The production quite literally gets off to an explosive start, and only gets better from there – funnier, livelier, more enticing as it goes on. As the play follows Buddy Holly’s rise from small town singer to meteoric star, it has a lot working in its favor, starting with the fact that it helps chronicle the birth of rock and roll in the 1950s, with a reminder of just how well those early hits stand up today. The songwriters of the 1950s knew what they were doing back then – the lyrics are simple but effective, and the melodies instantly toe-tapping and irresistible.
At the same time, this play gives us an unlikely hero to root for – as one critic notes, Buddy sure doesn’t approach the music world with the kind of sex appeal that Elvis has in abundance, so how is this guy with the awkward ties and the big glasses ever going to find a teenage audience that swoons over him? Well, raw talent helps – any guy who can write songs like “That’ll Be The Day,” “Not Fade Away” and “Peggy Sue” and can sing them with passion and energy, is likely to be a force to be reckoned with. As “The Buddy Holly Story” demonstrates, Buddy’s talent took him to the top even when he couldn’t quite compete with Elvis on the cover of those teen magazines.
Most importantly, for a story that ends in tragedy – Buddy’s fame only lasted a year and a half before the fateful night on Feb. 3, 1959 when he chartered a small airplane and was killed en route to Moorhead, Minnesota when their plane crashed soon after taking off – there’s nothing somber or downbeat about this production, which celebrates Buddy’s talent far more than it mourns his great loss.
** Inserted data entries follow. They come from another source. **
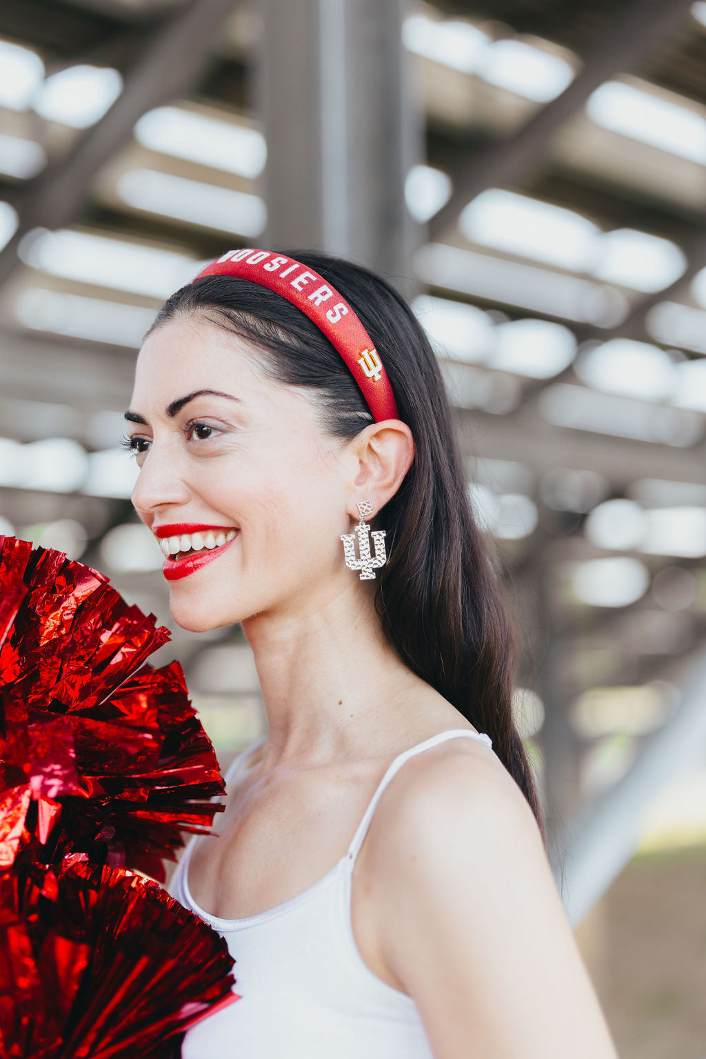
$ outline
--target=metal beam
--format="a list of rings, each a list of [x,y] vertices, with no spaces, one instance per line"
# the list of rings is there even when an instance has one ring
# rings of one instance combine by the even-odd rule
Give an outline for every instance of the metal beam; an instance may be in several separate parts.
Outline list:
[[[554,380],[551,380],[554,381]],[[704,482],[704,443],[689,449],[616,437],[568,427],[557,427],[542,418],[532,403],[507,415],[491,415],[477,409],[455,409],[454,420],[466,465],[476,456],[518,460],[539,474],[560,465],[604,474],[621,492],[639,478],[663,478],[673,482]],[[620,459],[616,459],[619,450]]]
[[[110,110],[15,199],[20,222],[0,252],[0,285],[18,265],[17,249],[23,236],[35,228],[55,229],[75,220],[93,179],[129,140],[138,119],[188,88],[214,34],[235,5],[236,0],[191,0],[146,36]]]
[[[633,0],[611,18],[583,59],[583,68],[561,95],[547,103],[513,134],[490,144],[452,174],[451,198],[429,222],[430,239],[442,237],[464,207],[486,187],[514,183],[542,158],[551,138],[609,77],[628,73],[671,37],[691,0]]]
[[[703,648],[701,649],[703,651]],[[660,787],[696,766],[706,747],[706,654],[700,653],[685,681],[681,702],[660,729],[642,738],[630,771],[565,829],[557,885],[577,926],[631,859],[642,820]]]

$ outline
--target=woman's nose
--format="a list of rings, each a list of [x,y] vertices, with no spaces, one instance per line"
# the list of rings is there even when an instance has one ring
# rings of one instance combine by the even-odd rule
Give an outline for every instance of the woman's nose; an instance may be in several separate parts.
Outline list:
[[[186,503],[192,492],[182,470],[179,461],[150,449],[140,468],[130,498],[135,510],[148,514],[167,505]]]

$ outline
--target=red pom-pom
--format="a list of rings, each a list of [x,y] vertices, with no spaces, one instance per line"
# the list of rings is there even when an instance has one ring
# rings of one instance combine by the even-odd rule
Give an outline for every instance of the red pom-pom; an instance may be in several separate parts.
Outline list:
[[[84,857],[0,876],[0,1057],[179,1056],[239,1000],[228,945],[158,883]]]
[[[0,870],[68,852],[164,879],[224,793],[170,633],[104,574],[0,536]]]

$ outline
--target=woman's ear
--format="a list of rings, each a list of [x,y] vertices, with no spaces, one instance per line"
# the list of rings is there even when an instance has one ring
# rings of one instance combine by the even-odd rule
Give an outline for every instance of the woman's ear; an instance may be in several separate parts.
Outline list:
[[[412,431],[401,419],[365,427],[355,438],[358,473],[352,484],[359,497],[370,500],[376,511],[384,507],[402,484],[415,451]]]

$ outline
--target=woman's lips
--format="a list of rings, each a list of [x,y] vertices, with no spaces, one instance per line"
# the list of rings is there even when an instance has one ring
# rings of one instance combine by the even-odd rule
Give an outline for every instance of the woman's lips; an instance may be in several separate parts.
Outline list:
[[[240,531],[238,530],[235,537],[232,537],[231,540],[225,541],[224,544],[220,544],[218,548],[204,548],[201,552],[191,552],[181,559],[173,559],[169,556],[162,563],[162,573],[168,581],[181,580],[182,577],[187,577],[195,570],[199,570],[213,559],[217,559],[239,536]]]

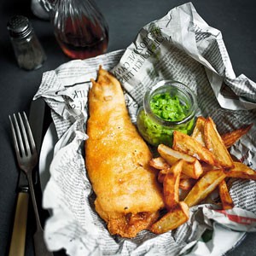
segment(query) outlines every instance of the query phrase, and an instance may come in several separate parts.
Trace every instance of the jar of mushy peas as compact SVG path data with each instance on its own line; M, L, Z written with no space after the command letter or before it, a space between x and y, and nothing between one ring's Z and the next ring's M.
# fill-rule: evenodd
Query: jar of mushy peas
M172 145L174 130L190 134L197 104L192 90L177 81L162 80L146 91L137 125L151 145Z

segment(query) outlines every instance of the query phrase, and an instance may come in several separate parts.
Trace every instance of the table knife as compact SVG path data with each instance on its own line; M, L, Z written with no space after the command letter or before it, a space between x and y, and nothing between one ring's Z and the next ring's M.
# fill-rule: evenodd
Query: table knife
M38 99L32 102L29 114L29 122L31 124L32 131L34 135L38 152L40 152L44 137L44 127L45 127L45 125L44 123L44 118L45 103L44 100ZM38 177L35 177L35 183L38 183ZM38 185L36 185L36 187L38 187ZM18 196L9 253L9 256L25 255L29 194L28 182L26 174L22 171L20 171L19 174L17 192Z

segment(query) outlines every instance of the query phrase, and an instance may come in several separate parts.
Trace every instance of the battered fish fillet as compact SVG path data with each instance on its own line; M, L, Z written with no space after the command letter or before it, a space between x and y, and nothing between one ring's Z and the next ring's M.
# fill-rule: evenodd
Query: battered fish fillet
M89 92L85 165L96 195L96 211L112 235L134 237L164 207L152 158L132 125L119 82L100 67Z

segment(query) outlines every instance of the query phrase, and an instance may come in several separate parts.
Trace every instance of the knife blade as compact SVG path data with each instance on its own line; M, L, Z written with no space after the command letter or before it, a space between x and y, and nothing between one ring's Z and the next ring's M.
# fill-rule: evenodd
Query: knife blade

That’s because by celebrating the fact that he was a genuine pioneer in the field of rock and roll, it becomes crystal clear that Holly’s death truly was a great loss – “The day the music died,” as Don McLean sang in his poignant tribute to Holly, “American Pie.” Theatre Winter Haven does that with revved up performances of Holly’s best known songs, and they’re all still classics for a good reason.
But the show also captures his rise with considerable humor. Buddy was determined to succeed and not get discouraged, and he could also be hot tempered and too quick to dismiss the advice others had for him. But a lot of that is due to the fact that he knew he had talent, if anyone would simply listen.
That theme comes through in two great scenes, the first where Buddy and his band, the Crickets, cut some demos of his songs with the first producer who recognized their talent. Perfectionists to the very end, the scenes in that New Mexico recording studio are often hilarious to watch.
So is an even longer scene where Buddy and the Crickets agree to perform at the Apollo Theatre, located in Harlem, N.Y. – back in the days of racially segregated neighborhoods, when usually the only people who attended the Apollo – audiences and performers alike – were black. As the production points out, Buddy didn’t care about race and wasn’t the least bit uncomfortable when critics told him his songs sounded like “colored music.” At the Apollo, though, it wasn’t white critics who were warning Buddy that it was risky for four white guys to appear before a black audience, but the other black performers. Both of them are in for quite a surprise when the curtain rises at the Apollo, though.
There are certainly a lot of gifted performers who appear in this show, including Michael Tanner as Norman Petty, the producer who first spots Buddy’s talent, and Virginia Zechiel as his wife Vi, who makes plenty of coffee for the performers and has a good ear for music as well. But a show like this really can rise or fall balanced entirely on the back of one person: whoever plays the critical role of Buddy.
Daniel C. Jackson has completed more than 100 performances of this production, and it shows: he fits the role of Buddy beautifully, whether it’s showing us the ambitious singer who has to take calls from his mother because she wants to know if he’s had dinner yet, to the hard charging rocker who understands he’s got a winning song to deliver. Jackson completely commands the stage in a performance that’s not flashy or hyped up, but rather sweet, funny and positively soaring whenever Buddy steps up to the microphone.
Theatre Winter Haven recently had some fun with another 1950s tribute, “The Marvelous Wonderettes,” about four singers at a high school prom. This one is an even better production, one that doesn’t just trade on nostalgia but revels in the rise of an underdog into a top talent – a theatrical production for the “American Idol” generation.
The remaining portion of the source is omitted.